Kirchenkreise, kirchliche und diakonische Einrichtungen und Kirchengemeinden in der rheinischen Kirche wählen in den ersten vier Monaten dieses Jahres, also bis zum 30. April, ihre Mitarbeitervertretungen (MAV). Nach einer Einladung zur Wahl wird vier Wochen später gewählt. Gute Gründe, eine Mitarbeitervertretung zu wählen, gibt es genug. Sich selbst als Kandidat oder Kandidatin aufzustellen, auch. Denn ohne Mitarbeitervertretungen in Kirche und Diakonie haben Mitarbeitende keine Mitbestimmungsrechte und keine Mitwirkungsmöglichkeiten.

Die Mitarbeitervertretung übt im Auftrag der Mitarbeitenden die innerbetriebliche Mitbestimmung aus. Sie wird dazu durch die MAV-Wahl autorisiert und ist in ihrem Amt durch das Mitarbeitervertretungsgesetz (MVG) legitimiert und geschützt. Mindestens einmal im Jahr informiert sie die Mitarbeitenden über relevante Themen.
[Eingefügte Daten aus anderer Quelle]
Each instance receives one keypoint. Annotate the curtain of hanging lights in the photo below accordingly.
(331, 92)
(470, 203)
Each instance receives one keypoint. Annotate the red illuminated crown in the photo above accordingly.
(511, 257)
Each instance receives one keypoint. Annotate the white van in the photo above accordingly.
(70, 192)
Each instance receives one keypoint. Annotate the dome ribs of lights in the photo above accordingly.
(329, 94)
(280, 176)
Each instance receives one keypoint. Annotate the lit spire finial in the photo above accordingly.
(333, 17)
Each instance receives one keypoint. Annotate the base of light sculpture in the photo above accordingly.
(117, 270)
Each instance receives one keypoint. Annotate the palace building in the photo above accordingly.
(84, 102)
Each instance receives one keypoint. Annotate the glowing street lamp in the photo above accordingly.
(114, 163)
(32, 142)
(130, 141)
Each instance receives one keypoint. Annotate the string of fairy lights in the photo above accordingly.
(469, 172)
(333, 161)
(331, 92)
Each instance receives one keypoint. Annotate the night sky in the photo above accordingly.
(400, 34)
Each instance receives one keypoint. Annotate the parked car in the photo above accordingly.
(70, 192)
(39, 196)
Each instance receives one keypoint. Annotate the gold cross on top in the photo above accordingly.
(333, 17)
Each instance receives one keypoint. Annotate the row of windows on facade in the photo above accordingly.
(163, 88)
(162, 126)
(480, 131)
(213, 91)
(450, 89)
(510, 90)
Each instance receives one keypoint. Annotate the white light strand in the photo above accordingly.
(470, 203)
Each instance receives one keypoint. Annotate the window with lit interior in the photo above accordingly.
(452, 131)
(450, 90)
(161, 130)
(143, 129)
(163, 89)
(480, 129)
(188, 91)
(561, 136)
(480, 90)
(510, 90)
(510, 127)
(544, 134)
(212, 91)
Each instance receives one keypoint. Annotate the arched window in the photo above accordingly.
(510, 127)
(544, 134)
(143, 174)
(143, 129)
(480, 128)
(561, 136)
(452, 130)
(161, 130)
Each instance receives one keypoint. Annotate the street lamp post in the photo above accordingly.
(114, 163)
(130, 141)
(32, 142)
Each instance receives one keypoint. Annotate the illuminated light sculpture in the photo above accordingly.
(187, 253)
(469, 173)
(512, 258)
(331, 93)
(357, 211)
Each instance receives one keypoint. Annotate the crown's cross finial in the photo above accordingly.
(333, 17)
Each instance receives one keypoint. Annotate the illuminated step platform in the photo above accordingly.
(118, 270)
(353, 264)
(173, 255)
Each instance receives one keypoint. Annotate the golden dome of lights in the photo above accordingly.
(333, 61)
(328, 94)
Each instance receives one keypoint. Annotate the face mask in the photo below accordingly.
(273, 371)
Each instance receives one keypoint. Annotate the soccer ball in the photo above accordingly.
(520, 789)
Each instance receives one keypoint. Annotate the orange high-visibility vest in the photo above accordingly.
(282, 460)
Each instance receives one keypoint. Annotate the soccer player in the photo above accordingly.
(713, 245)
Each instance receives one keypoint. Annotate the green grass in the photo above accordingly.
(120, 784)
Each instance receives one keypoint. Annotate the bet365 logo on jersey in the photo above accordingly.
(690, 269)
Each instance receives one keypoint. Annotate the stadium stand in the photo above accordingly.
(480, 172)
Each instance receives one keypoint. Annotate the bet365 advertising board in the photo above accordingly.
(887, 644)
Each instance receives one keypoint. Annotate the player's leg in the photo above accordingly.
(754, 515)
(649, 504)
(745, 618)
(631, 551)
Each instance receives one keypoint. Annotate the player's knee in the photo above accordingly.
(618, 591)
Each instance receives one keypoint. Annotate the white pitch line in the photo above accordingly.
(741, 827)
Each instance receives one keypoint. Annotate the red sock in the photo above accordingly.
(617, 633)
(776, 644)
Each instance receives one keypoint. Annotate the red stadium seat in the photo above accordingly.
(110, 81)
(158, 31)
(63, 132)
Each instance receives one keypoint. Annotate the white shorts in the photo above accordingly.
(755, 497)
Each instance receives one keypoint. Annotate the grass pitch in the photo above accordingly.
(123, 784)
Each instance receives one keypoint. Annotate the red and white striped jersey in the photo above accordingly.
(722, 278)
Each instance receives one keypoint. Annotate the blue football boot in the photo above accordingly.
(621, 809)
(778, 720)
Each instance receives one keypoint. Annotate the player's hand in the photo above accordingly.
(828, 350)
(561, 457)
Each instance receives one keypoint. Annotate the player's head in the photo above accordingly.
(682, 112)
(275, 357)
In vielen für Arbeitnehmer/-innen wichtigen Fragen – von der Arbeitszeit, der Eingruppierung in eine Entgeltgruppe bis zur Kündigung – kann die MAV mitwirken und Verbesserungen für die Mitarbeitenden erreichen. Und sie kann durch ihre Mitbestimmungsrechte bei unternehmerischen Entscheidungen unter Umständen weitreichende Folgen für die Beschäftigten abmildern. Auch Maßnahmen zur Gesundheitsfürsorge, zur betrieblichen Wiedereingliederung und der Weiterqualifizierung von Mitarbeitenden und der Vereinbarkeit von Familie und Beruf kann sie beim Arbeitgeber einfordern.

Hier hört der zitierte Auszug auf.